Beneath the ordinary human ego and its operations there lies another Self, which participates immediately in the primal ground. This has been called, in the various traditions, atman, Buddha-mind, Christ-self, unity consciousness, inner man. The ascetic and monastic ways of life, with their simplicity, solitude, and silence, respond to the magnetism of the ground and of this inner Self.
The primal ground, however, is not only the focus of the spiritual seeker, but the basis of every act of human consciousness. Scientific and philosophical thought, artistic creation, human relationship, and even political activity are driven by the inner unitive principle.

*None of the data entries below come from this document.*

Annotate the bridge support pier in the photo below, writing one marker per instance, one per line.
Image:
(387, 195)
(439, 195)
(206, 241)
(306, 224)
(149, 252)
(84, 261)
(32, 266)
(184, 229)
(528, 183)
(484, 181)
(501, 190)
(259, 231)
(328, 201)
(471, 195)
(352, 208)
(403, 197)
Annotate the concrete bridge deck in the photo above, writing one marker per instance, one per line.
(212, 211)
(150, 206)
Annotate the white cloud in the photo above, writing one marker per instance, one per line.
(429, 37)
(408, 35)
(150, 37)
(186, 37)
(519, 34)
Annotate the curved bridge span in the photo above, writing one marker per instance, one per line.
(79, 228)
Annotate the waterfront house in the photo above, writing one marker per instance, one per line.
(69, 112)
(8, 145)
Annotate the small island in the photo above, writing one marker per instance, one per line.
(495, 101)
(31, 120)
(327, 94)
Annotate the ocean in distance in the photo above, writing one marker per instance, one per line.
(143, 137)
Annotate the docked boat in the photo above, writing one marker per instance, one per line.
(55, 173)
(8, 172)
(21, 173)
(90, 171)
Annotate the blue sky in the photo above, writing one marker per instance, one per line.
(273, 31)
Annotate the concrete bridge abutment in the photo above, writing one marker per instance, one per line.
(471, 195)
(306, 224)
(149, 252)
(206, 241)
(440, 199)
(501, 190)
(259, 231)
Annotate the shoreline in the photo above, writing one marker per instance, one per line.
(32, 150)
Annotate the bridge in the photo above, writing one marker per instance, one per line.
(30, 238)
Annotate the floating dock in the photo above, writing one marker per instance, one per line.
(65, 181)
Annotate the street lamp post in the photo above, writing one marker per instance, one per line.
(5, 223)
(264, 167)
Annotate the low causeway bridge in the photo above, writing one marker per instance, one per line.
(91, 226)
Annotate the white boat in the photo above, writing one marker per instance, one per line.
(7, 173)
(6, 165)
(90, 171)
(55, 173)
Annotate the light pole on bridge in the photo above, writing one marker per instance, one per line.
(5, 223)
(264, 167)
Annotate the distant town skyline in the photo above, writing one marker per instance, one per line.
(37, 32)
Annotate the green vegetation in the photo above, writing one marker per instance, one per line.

The modern West, in its complex, explosive centrifugal movement, has moved further away from the primal ground, the principle, than any other society. Today we encounter its witnesses in the traditions of the East: Hinduism, Buddhism, Taoism. We shall encounter, in the various traditions, many symbols for the One: silence, mountain and sea, wilderness and desert, emptiness, ignorance, the "beginning," and darkness as well as light.
  
*A few preliminary descriptions of wisdom, as I am using the word  are: experiential knowledge, unitive consciousness, unitive life.  The term is primordial and is used in various senses, and is therefore difficult to define. Nevertheless, its meaning in the context of this book should gradually become clear. The four perspectives that I  shall develop are dimensions of wisdom; their articulation, however, is not precisely wisdom but a sapiential (wisdom) theology. Both Old and New Testaments speak of a divine Wisdom. This appears as personified, first simply as the "Sophia" of the Old Testament wisdom literature, and then as embodied in Jesus Christ in the New Testament writings. 1 shall capitalize the word wisdom when it is intended to denote this personified divine Wisdom.